Cambodia’s History

We have a lie in today, although I’m sure Cambodia has so much to offer as our time here is very limited we will be spending most of the next 2 weeks divided between Siem Reap and the capital Phnom Penh. As we are still tired from yesterday we are going to buy our passes for Angkor after 5pm today. The passes cost 40 dollars each for 3 days but if you buy them after 5pm you can visit the temples and watch the sunset without using up one of your days.

Simon spends an hour doing some science with the kids which seems to go really well, they are doing the physics bit on light and sound and it is quite a large section that will take some time. I spend a few hours reading and trying to get my head around Cambodia’s complicated history so that I can explain it better to Ali and Maisie.

The guidebook describes it as the good, the bad and the ugly. The good was the Angkorian period, culminating with the building of a massive empire and the huge temples that we have come to see. Next the bad, from the 13th century Cambodia was invaded by its neighbours the Thais amongst others. Then the ugly – civil war, bombing by America and the brutality of the Khmer Rouge during the 1970′s.

Before we arrived here we didn’t know that much about Cambodia’s past but although we have only been here just over a day I think for us Cambodia will be defined by its history.

During the 1960′s Cambodia remained a place of peace whilst war raged in neighbouring Vietnam. However that was about to change, the government allowed the communist North Vietnamese to use Cambodian territory in their fight against South Vietnam and the USA. In turn the US bombed Cambodia relentlessly causing 250,000 deaths.

Between 1975 and 1979 Pol Pot and the Khmer Rouge implemented one of the most brutal restructurings of a society ever attempted. Its goal was to transform Cambodia into a peasant dominated co operative and within days of taking Phnom Penh the entire cities population including the elderly and the sick were forced out of the city and into the fields to work. 1975 was declared Year Zero and currency, postal services and religion were banned. Cambodia was cut off from the rest of the world. Disobedience of any kind meant immediate execution and everything important to the Khmer people was stripped away.

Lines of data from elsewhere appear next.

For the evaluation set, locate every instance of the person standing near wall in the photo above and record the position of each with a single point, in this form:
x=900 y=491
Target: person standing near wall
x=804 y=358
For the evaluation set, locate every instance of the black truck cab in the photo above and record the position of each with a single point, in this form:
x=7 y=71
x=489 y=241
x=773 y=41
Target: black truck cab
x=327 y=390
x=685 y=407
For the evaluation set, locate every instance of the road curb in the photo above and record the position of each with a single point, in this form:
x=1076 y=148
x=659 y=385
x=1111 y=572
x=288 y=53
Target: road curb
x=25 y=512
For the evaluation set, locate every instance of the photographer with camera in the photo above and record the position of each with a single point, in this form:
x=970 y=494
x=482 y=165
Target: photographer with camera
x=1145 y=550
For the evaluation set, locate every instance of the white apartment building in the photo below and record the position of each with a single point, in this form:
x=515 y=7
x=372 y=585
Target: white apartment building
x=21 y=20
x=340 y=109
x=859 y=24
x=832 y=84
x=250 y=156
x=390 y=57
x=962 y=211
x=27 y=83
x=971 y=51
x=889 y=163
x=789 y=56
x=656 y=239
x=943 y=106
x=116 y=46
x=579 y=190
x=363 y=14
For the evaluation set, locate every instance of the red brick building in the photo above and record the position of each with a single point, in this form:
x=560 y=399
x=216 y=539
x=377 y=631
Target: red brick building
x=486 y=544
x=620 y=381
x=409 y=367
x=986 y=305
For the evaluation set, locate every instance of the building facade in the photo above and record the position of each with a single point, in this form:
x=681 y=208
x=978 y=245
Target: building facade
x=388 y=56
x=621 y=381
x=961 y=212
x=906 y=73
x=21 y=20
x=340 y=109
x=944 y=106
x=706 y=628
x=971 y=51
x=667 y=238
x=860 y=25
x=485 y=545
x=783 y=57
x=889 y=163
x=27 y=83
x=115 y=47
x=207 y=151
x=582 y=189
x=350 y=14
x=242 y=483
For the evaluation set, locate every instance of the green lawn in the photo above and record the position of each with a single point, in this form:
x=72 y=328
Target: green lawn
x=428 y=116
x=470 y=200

After a quiet day spent lazing around we get some food and sit in the restaurant, some people are watching The Killing Fields and despite seeing it yesterday it’s compellingly horrible and we sit staring at the TV again. Hesitantly one of the girls who works here starts to talk about the film and quietly tells me how scared it makes her feel. She describes how her parents witnessed many killings. She asks us to watch a film called The Bloodiest Domino and we take it and watch it on the laptop. It is another thoroughly depressing look at recent Cambodian history and gives us more to think about.